I nod. “My second appointment is next week.”
“Okay, good. You’ll want to follow up with your doctor in less than a week. For now, I just want you to rest and we will keep an eye on you. If you have any pain at all—” He reaches over the bed. “—press that button there.”
“Thank you, doctor.”
>
He leaves the room and I put my head back. I should’ve called Tristan the minute I found out, but I couldn’t bring myself to do it. I promised him that I wouldn’t run away, but I did. Then again, I didn’t. I never left Phoenix and have been staying in my old apartment. I’m surprised no one managed to look there. But I think everyone thought I’d gotten rid of it. I was going to, but it just kept slipping my mind with everything else that was going on at the time. Regardless, this whole thing has become a huge damn mess, and I highly doubt that there is much I can do about it now.
They move me upstairs. I freak out when I see the Labor and Delivery sign as we passed by it, but the nurse tells me that this is where all pregnant women go when they have complications. Once I’m in the room, she puts a microphone to my belly, and there is a strange whooshing sound that comes piping through the speaker in her hand. She seems satisfied with what she’s hearing. “Sounds great. Try and get some rest and I’ll be back in a little bit. Press the call button if you experience any pain.”
“Thank you.”
She smiles at me and leaves the room. I put my head in my hands.

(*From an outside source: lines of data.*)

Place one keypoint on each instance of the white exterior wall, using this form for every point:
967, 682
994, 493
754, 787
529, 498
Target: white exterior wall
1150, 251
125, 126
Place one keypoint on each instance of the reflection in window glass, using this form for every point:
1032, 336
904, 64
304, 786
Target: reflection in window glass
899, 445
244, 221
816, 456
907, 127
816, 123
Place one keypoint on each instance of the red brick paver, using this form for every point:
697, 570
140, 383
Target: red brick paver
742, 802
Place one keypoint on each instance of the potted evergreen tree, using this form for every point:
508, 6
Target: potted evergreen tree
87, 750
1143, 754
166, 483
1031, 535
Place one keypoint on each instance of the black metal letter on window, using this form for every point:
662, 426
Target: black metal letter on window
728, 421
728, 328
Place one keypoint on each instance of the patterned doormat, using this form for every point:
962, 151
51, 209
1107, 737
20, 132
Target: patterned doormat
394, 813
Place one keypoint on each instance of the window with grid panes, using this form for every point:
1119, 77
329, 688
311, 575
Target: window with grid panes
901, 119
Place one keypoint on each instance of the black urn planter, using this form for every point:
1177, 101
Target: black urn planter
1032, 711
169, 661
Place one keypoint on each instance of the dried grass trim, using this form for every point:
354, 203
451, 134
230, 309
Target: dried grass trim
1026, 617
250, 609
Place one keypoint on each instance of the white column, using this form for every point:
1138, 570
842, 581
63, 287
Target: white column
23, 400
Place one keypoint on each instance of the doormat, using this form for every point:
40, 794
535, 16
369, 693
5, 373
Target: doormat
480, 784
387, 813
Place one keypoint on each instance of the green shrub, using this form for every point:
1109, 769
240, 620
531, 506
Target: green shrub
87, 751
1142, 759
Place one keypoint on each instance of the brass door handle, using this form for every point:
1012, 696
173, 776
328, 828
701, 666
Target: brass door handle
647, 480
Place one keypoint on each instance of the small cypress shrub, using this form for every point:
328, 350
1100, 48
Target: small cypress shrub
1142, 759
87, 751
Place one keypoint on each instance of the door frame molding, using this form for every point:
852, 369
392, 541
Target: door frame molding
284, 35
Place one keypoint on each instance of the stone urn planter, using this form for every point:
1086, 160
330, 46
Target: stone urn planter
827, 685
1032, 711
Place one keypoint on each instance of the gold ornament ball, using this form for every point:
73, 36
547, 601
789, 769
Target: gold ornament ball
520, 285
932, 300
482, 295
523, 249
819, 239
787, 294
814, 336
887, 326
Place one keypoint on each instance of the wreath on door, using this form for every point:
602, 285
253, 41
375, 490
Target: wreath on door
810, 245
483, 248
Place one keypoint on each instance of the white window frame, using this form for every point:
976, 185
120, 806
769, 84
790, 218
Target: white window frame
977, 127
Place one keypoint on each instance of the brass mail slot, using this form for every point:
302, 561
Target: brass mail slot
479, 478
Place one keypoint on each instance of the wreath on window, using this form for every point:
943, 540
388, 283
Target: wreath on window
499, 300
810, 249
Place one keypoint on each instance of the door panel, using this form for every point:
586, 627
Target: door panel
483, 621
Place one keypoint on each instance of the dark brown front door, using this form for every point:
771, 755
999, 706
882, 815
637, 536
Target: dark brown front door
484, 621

What am I gonna tell Tristan? He is going to be so mad. We’ve never discussed kids; we’ve never even talked about anything beyond what we’ve been doing right now. I’ve been such a bitch to him. I can’t imagine him forgiving me now. God, he will never forgive me for what I’ve done. I haven’t slept for days, except little tiny cat naps here and there. Every time I close my eyes I start to panic. Panic about what I’ve done and the decision I’ve made. Sure, financially I can do this, but every single time I start thinking about being a mom, I see the look of disgust on Evelyn’s face in those videos Bobby sent me — all the resentment she felt about Mark and me — and since I ran away from Tristan, that’s what I’m afraid I’ll do. I’ll end up resenting this child because I pushed its father away.